Despite 100 career assists to 81 turnovers in his two years in Lexington, Quickley never truly ran the offense for Kentucky and will have to prove it at the next level (his teammate Tyrese Maxey, taken four picks before him, did a lot of that). Defensively, Quickley doesn’t stand out, just 1.1 stocks (steals plus blocks) per 40 minutes as a sophomore, but has a wingspan of 6-foot-8, so he could pester smaller guards. 

The Knicks could use a shooter who can come through and balance the floor. Quickley offers just that. The question will be: Can he find another skill that will allow him to stay on the floor and maximize that shooting?

If the answer to that is no, it will come off as a highly suspect reach at no. 25 at the NBA Draft.

Where do we go from here?

After an up-and-down draft day, the Knicks sit with the same needs, unaddressed, as they enter free agency on Friday. Now, the Knicks have an even bigger logjam at power forward with Julius Randle and Obi Toppin now patrolling the position. The defense remains an issue, the shooting is still a question mark, and if the Knicks can’t move Randle, they might’ve drafted a backup with the eighth overall pick. 

Point guard remains a need for the Knicks, ideally, someone who can assist in running the offense, while also providing floor spacing for the Knicks big men. Fred VanVleet remains the top target for New York and after this draft, the move of pushing financial chips in to acquire the Raptors guard makes even more sense. A Russell Westbrook trade also looms and after Houston’s recent movement, it certainly seems like the Rockets are going to blow up the roster. 

After selecting zero wing players, the Knicks should look into both the free agent market and the trade market to satisfy their wing depth. Joe Harris would be an ideal shooter alongside R.J. Barrett, but the class dries up quickly after that. After a failed trade to the Milwaukee Bucks, New York would be wise to place an offer, or even do a sign-and-trade with Sacramento for Bogdan Bogdanović. 

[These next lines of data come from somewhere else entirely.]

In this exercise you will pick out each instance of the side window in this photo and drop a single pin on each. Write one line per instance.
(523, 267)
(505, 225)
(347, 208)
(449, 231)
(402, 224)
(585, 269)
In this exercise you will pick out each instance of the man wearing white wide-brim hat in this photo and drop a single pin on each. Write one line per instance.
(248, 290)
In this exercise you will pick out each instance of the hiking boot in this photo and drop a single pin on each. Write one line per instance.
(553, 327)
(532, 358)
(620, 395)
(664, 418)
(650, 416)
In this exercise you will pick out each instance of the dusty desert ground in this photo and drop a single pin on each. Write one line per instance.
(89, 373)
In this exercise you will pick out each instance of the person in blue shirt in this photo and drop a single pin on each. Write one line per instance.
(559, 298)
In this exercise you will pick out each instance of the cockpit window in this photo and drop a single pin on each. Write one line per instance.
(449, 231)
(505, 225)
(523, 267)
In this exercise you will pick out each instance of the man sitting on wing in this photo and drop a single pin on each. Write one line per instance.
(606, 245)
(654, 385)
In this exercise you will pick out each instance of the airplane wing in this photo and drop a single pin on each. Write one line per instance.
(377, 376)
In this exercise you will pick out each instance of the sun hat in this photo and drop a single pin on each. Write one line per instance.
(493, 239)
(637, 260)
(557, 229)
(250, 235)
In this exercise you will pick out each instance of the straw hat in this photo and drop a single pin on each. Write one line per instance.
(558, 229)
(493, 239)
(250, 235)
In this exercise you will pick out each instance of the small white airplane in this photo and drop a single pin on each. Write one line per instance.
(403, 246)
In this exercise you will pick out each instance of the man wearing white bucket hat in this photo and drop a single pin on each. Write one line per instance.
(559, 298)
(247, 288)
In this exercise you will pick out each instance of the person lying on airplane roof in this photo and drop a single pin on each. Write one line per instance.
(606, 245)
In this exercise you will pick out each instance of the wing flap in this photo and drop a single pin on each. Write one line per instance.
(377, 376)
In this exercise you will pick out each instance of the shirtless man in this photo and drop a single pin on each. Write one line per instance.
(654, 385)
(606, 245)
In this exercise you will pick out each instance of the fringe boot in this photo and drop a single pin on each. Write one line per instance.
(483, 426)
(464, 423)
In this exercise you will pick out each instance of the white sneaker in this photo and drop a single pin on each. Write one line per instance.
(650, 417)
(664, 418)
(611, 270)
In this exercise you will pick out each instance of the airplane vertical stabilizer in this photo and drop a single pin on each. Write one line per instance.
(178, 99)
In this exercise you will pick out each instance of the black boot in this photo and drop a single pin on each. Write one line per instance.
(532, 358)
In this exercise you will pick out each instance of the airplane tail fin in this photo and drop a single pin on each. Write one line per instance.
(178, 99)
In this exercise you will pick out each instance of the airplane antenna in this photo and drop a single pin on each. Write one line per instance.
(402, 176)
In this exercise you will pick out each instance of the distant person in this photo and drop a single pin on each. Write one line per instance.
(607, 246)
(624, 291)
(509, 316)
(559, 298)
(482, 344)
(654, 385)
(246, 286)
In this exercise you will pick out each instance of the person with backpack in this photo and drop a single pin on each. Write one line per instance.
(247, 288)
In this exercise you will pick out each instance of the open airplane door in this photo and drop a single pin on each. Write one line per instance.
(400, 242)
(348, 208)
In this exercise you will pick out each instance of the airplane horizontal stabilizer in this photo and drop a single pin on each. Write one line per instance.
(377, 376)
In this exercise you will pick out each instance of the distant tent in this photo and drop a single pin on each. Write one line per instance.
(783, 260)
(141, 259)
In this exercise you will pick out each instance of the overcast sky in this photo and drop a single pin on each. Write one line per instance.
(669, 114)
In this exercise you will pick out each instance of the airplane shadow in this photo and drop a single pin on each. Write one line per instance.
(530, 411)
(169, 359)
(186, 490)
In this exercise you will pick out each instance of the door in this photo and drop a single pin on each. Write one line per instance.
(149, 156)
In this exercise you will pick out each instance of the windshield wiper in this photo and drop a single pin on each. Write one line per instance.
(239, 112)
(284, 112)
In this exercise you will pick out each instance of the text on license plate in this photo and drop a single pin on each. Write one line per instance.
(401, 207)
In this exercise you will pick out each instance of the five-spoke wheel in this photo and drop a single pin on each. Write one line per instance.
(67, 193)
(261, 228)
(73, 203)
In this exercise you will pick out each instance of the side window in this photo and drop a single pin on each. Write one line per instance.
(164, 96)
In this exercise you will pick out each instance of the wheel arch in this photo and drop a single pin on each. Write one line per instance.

Another offer-sheet target—Minnesota’s Malik Beasley. The Timberwolves added Anthony Edwards with the first overall pick, added Ricky Rubio during the draft, and already have last year’s sixth overall pick, Jarrett Culver, on the roster. Amidst all of their roster turnover, throwing a hypothetical offer sheet worth four-year, $58 million wouldn’t be the worst move in New York Knicks history.  

Regardless of what you think of the selections of Obi Toppin and Immanuel Quickley, the picks were made and done with. New York did their scouting and came to the determination that these were two players that had to be added to the roster. Now, it’s up to New York to help them get to where they need to be as players. 

The disappointing part is that the Knicks came in with three picks in the top 40 of the draft and came away with zero needs filled. Both players should be able to play right away, but the job is not finished. With a significant amount of cap space, the Knicks will look to rebound with a strong free agency class to put a bow on the offseason before the games start on December 22nd.